April 2018 – The Canadian Partnership for International Justice recently submitted a note to Ambassador Isabelle Hudon, Co-President of the Gender Equality Advisory Council for Canada’s G7 Presidency, to provide useful information and reflection material in preparation of the 44thG7 Summit that will be held in June in Charlevoix.
On November 16, 2017, members of the CPIJ participated in a public event and subsequent experts’ roundtable consultation with Deputy Minister for the G7 and Personal Representative of the Prime Minister, Peter Boehm. The event was held at Laval University in Québec City. In addition, CPIJ members met with Ambassador Hudon, on March 14, 2018, also at Laval University. The note, written by Fannie Lafontaine, Pascal Paradis, Janine Lespérance, Penelope Simons and Valerie Oosterveld, was then submitted to Ambassador Hudon at her request, on April 16.
The submitted note aimed at contributing to the development of Canada’s agenda and specific priorities for the G7 meeting. In particular, CPIJ identified three main areas in which Canada is well placed to take a leadership role:
- Preventing sexual and gender-based violence (SGBV) through increased criminal accountability;
- Ending corporate complicity in human rights violations, in particular violence against women and girls, through corporate accountability and remedy mechanisms;
- Using laws and legal mechanisms to empower women and girls.
These subjects relate to the five key themes that the Canadian Government has identified as priorities for Canada’s G7 Presidency, and are all most acutely related to the main and cross-cutting priority theme of Advancing gender equality and women’s empowerment. They are also central to the themes Building a more peaceful and secure world and Investing in growth that works for everyone.

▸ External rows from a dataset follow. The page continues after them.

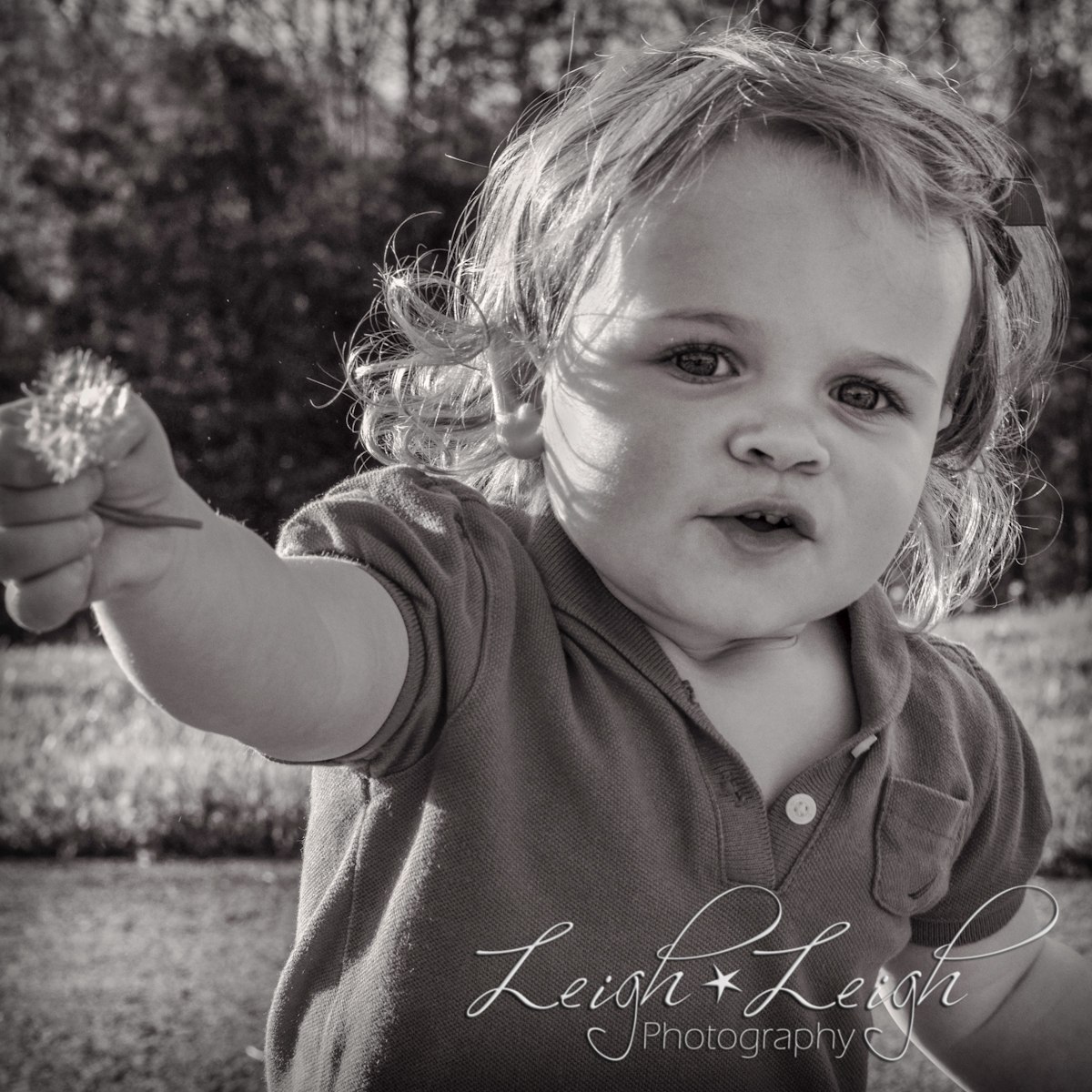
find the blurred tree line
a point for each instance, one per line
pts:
(203, 190)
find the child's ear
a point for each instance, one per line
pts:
(519, 424)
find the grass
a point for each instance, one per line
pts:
(157, 975)
(1042, 656)
(90, 767)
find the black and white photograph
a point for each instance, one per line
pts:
(546, 545)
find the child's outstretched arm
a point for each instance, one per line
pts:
(301, 659)
(1025, 1020)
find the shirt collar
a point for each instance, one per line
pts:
(878, 654)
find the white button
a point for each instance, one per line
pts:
(801, 808)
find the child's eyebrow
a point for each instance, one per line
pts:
(734, 323)
(895, 364)
(737, 325)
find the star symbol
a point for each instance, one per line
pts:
(723, 982)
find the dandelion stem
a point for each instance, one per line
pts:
(143, 519)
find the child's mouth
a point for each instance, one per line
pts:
(764, 522)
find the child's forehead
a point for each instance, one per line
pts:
(767, 238)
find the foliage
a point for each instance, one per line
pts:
(88, 767)
(205, 190)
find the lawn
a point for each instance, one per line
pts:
(148, 970)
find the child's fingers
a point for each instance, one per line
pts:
(49, 601)
(39, 549)
(47, 503)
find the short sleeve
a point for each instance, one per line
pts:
(1006, 835)
(410, 531)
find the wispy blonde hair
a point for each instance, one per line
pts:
(535, 236)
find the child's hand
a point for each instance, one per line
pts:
(57, 555)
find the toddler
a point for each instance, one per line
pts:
(626, 774)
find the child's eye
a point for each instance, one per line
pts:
(861, 396)
(703, 361)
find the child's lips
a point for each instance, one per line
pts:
(743, 532)
(769, 518)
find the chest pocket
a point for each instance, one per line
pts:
(917, 836)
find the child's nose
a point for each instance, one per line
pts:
(784, 443)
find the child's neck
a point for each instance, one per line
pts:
(784, 703)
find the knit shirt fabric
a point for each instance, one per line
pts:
(549, 869)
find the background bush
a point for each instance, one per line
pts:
(205, 192)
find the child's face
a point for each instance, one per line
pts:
(774, 339)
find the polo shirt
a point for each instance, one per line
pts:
(549, 869)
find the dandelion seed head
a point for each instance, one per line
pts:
(75, 405)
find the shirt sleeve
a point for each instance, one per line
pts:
(409, 531)
(1005, 844)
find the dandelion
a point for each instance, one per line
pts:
(74, 409)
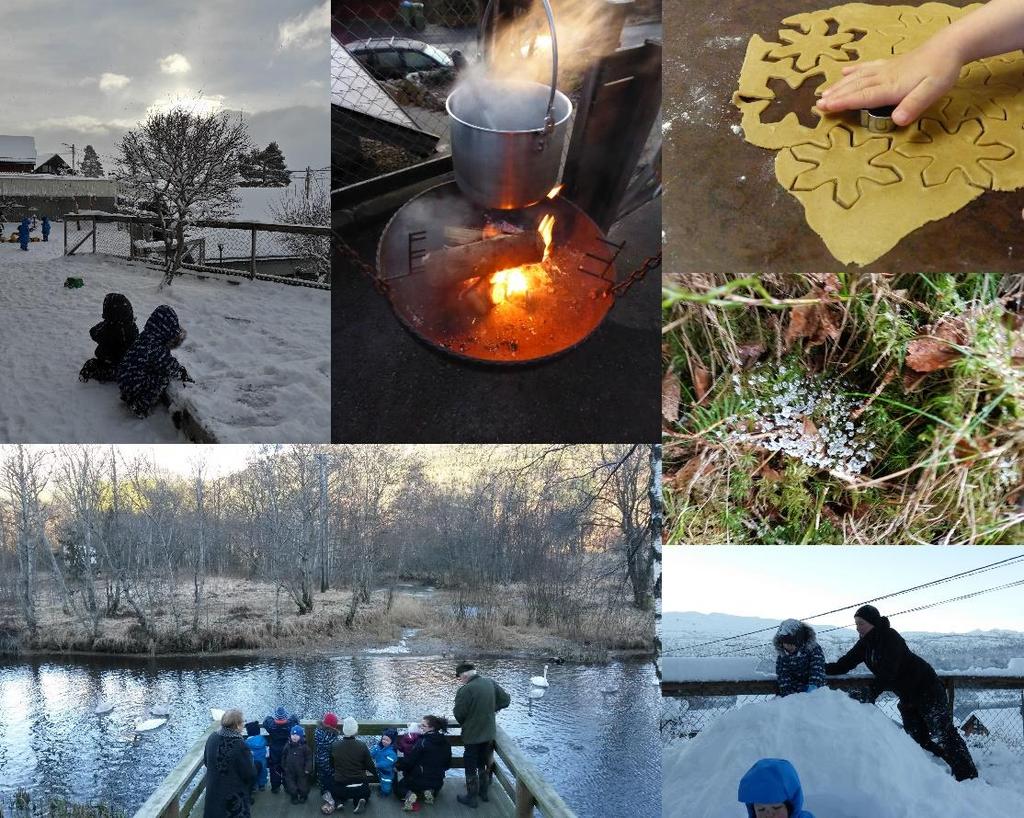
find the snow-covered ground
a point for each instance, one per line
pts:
(853, 762)
(259, 352)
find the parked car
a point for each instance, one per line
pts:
(396, 57)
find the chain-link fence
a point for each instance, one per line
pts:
(393, 65)
(291, 253)
(988, 711)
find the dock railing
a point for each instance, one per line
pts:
(520, 788)
(969, 694)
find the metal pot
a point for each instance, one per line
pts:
(507, 135)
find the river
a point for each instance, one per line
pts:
(600, 749)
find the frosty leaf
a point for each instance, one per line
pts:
(670, 396)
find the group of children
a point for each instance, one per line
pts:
(343, 766)
(140, 362)
(25, 229)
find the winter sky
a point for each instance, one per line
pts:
(778, 583)
(84, 73)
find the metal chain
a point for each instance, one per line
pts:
(367, 269)
(650, 264)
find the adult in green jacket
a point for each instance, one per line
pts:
(475, 704)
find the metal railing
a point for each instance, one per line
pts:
(284, 253)
(521, 787)
(996, 702)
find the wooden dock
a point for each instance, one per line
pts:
(517, 787)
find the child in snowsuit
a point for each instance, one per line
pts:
(257, 745)
(326, 734)
(114, 335)
(408, 740)
(771, 789)
(147, 368)
(423, 768)
(385, 756)
(279, 728)
(800, 663)
(297, 764)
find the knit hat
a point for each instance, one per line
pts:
(869, 614)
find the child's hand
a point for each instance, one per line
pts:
(911, 82)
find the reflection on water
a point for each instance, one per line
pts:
(600, 749)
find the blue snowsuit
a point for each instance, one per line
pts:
(279, 730)
(804, 670)
(385, 759)
(147, 367)
(773, 781)
(257, 744)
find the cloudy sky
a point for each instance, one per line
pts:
(84, 73)
(777, 583)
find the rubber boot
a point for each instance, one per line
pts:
(472, 787)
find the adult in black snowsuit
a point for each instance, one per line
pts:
(279, 728)
(923, 702)
(229, 770)
(114, 335)
(148, 367)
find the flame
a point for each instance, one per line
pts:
(515, 282)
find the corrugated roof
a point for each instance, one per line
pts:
(17, 148)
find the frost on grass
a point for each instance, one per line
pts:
(811, 418)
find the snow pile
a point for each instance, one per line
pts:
(852, 760)
(259, 352)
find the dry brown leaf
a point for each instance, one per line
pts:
(670, 396)
(701, 382)
(749, 354)
(816, 321)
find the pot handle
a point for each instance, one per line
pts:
(549, 117)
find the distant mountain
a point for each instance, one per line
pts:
(681, 632)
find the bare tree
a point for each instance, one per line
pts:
(185, 164)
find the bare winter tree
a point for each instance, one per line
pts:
(185, 164)
(310, 205)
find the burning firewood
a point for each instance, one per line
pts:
(453, 264)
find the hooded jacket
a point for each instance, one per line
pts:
(773, 781)
(148, 366)
(803, 669)
(425, 765)
(895, 666)
(117, 332)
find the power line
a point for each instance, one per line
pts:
(982, 569)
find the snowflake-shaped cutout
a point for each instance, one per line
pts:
(810, 42)
(845, 165)
(963, 149)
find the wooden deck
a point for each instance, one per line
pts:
(268, 805)
(517, 787)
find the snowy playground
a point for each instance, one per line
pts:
(259, 352)
(853, 762)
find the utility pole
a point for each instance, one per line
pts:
(72, 146)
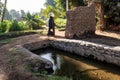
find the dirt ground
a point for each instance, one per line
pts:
(105, 37)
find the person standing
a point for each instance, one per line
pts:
(51, 25)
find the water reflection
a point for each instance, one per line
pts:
(79, 68)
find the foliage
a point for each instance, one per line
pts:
(60, 23)
(112, 12)
(17, 33)
(33, 21)
(5, 26)
(15, 26)
(58, 78)
(50, 2)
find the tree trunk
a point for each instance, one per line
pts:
(4, 9)
(66, 5)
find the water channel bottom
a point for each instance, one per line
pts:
(78, 68)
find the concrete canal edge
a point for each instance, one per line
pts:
(109, 54)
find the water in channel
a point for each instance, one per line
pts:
(79, 68)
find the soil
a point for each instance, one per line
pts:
(102, 37)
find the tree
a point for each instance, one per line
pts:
(4, 9)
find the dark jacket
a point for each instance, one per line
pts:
(51, 22)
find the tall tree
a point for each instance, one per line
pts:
(4, 10)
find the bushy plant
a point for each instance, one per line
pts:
(23, 25)
(15, 26)
(112, 11)
(5, 26)
(60, 23)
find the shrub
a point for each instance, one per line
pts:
(23, 25)
(60, 23)
(5, 26)
(15, 26)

The recommendations include notably the creation of an international taskforce on accountability for SGBV, which would serve to gather and identify best practices in the prosecution of this type of violence from past and present international criminal accountability mechanisms. They also include the adoption of adequately funded ombudsperson mechanisms, with the independent ability to conduct effective investigations, make recommendations, and impose sanctions on corporations and provide reparations to victims of corporate related human rights violations, including SGBV. The direction of foreign aid and international cooperation programmes toward supporting women’s legal empowerment is also recommended.